Table 2 Twenty signatures selected for NB-MuSE-classifier construction
Table 3 Merging individual classifiers into the NB-MuSE classifier

Phase 3. Neuroblastoma Multi-Signature Ensemble classifier training and validation

In the third phase of our analysis we combined the 20 predictions associated with the corresponding signature into a single outcome prediction. For this purpose, we trained a new classifier (NB-MuSE-classifier) on the previously generated dataset containing the 20 prediction applied to the DS2 patients. Similarly to the training and validation step, 22 algorithms were tested to sort out the best performing (Additional file 8). The performance of the NB-MuSE-classifier was validated on the independent dataset DS3. The classification accuracy of the classifiers that were used in the process leading to the selection of the best performing algorithm is detailed in the Additional file 8. The best performance was obtained by the Decision Table algorithm that produced a classifier characterized by an external validation accuracy of 94% (Table 3 and Additional file 8). This accuracy is greater than that shown by the individual algorithms within the context of the current framework and it represents an excellent predictor of neuroblastoma outcome based on gene expression profile. The predictions of the NB-MuSE-classifier relative to that of the individual signatures from which it was derived is shown in the Additional file 8. In conclusion, we combined the predictive power of different signatures to merge survival categories into a single classifier predicting, with high accuracy, the outcome of neuroblastoma patients.

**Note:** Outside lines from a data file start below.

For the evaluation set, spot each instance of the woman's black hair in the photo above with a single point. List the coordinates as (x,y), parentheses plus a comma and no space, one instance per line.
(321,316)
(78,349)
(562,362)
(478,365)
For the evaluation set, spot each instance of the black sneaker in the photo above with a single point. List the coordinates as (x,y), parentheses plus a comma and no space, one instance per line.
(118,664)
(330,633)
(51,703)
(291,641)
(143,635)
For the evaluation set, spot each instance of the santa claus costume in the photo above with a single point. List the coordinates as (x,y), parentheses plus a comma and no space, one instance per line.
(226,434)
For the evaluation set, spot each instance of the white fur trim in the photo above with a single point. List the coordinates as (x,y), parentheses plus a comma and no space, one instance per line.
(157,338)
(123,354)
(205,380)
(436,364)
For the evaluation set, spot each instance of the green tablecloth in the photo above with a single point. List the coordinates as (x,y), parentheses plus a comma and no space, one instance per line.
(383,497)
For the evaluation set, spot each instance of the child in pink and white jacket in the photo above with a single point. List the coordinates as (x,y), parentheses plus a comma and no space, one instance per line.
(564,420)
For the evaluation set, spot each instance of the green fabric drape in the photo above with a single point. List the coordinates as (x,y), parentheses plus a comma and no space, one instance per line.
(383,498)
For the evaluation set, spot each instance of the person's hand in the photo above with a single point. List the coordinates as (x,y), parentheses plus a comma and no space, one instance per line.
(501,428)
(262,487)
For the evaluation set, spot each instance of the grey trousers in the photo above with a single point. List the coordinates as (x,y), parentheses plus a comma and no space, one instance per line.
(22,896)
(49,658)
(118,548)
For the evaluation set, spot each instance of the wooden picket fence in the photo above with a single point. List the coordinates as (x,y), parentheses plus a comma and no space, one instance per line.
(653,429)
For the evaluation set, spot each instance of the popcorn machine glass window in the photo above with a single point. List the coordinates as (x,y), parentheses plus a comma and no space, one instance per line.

Evaluation of multi-step classification process

Our method included a filtering step dedicated to the exclusion of signatures characterized by an associated low performing classifier accuracy (< 80%) to remove prediction results characterized by a high classification error and/or to reduce data noise. The second classification step was introduced to identify an optimal labeling method. Similar conclusions could be achieved by evaluating each of the two labels frequencies in the prediction results of the single-signature classifiers. In order to assess the need/validity of these steps, we re-applied our method switching off the filtering step and substituting the second classification step with label frequencies evaluation. As shown in Figure 2, we obtain optimal performance figures by the inclusion of the filtering step and the use of the second classification step. In fact, when both filtering and classification were switched off, the procedure achieves an accuracy of 82%, lower than most e single-signature classifiers (Table 3). When filtering is preserved and classification is turned off, we obtained an accuracy of 88%. Finally, by turning off the filtering alone, we achieve an accuracy of 91% still lower that that obtained by the completed method. These results demonstrate that the filtering on performances of single-signature classifiers helps to limit classification error. Furthermore, the application of supervised classification approaches is required to obtain an optimal interpretation of highly complex biological data.

Figure 2
figure 2

Evaluation of the multistep classifier generation process. The accuracy of NB-Muse classifier was measured when the selection and/or classification steps were omitted from the procedure. The four resulting possible conditions are indicated with letters from A to C as detailed in the figure. The percent accuracy for each condition is shown in the corresponding bar.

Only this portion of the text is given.